The new analysis included 10,625 patients in each treatment arm, drawn from the US-based Komodo Research database, and focused on adults aged 45 and older with overweight or obesity and cardiovascular disease but no history of diabetes. A sensitivity analysis of patients without gaps longer than 30 days in their treatment found 15 events, or 0.1 percent, among those taking Wegovy, compared with 39 events, or 0.4 percent, in the tirzepatide group.

When the analysis was expanded to include all patients, regardless of interruptions in therapy, Wegovy was associated with a 29 percent lower risk of heart attack, stroke, or death from any cause compared with tirzepatide. Across an average follow-up of about eight months, 56 events, or 0.5 percent, occurred in the Wegovy group compared with 83 events, or 0.8 percent, among those receiving tirzepatide.

The findings build on earlier evidence, particularly from the large randomized SELECT trial, that Wegovy confers clear cardiovascular benefits beyond weight loss in people with obesity and established heart disease. Novo Nordisk emphasized that the results reinforce the view that semaglutide’s effect on cardiovascular outcomes is molecule-specific, rather than a shared feature across GLP-1 receptor agonists or newer GIP/GLP-1 dual agonists such as tirzepatide.

“In the STEER study, patients using Wegovy had greater cardiovascular improvements compared to tirzepatide, indicating that the same CV benefit cannot be generalized across other molecules in the GLP-1 or GIP/GLP-1 classes and may come specifically from the semaglutide molecule,” said Novo Nordisk SVP Anna Windle. “Real-world studies, like STEER, provide us with important insights into how treatments may serve patients outside of controlled clinical trials as we continue to learn more about the benefits of Wegovy beyond weight management.”
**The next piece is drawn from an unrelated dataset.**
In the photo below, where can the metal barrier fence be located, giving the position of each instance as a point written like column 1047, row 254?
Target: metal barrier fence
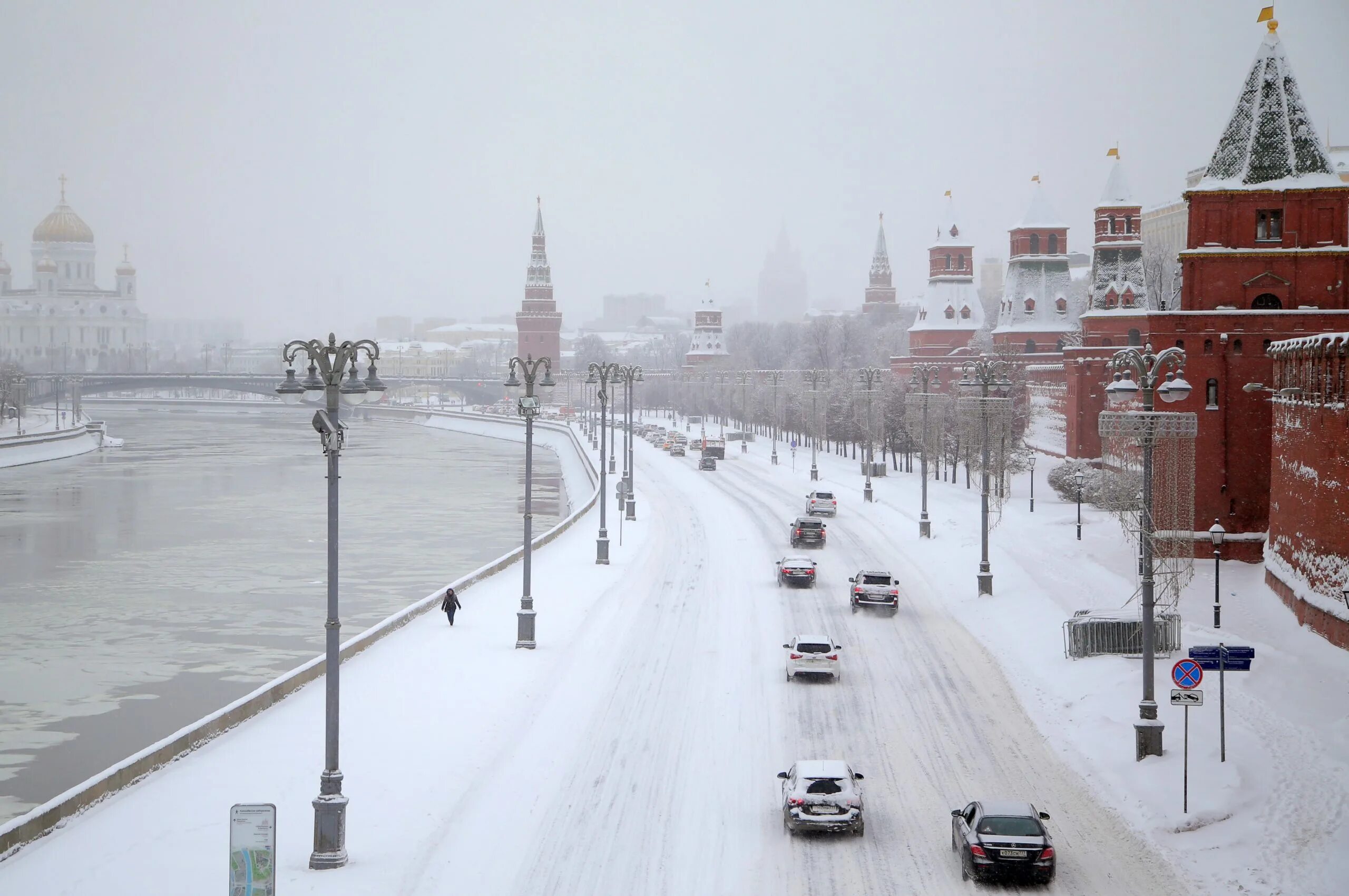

Beyond cardiovascular protection, a growing body of research suggests semaglutide and other GLP-1 receptor agonists may influence broader aspects of health, including biological aging, inflammation, liver function, cognition, and even behaviors such as alcohol consumption. Novo Nordisk and other companies are investing heavily in exploring these wider applications, but cardiovascular benefit remains the most validated outcome to date.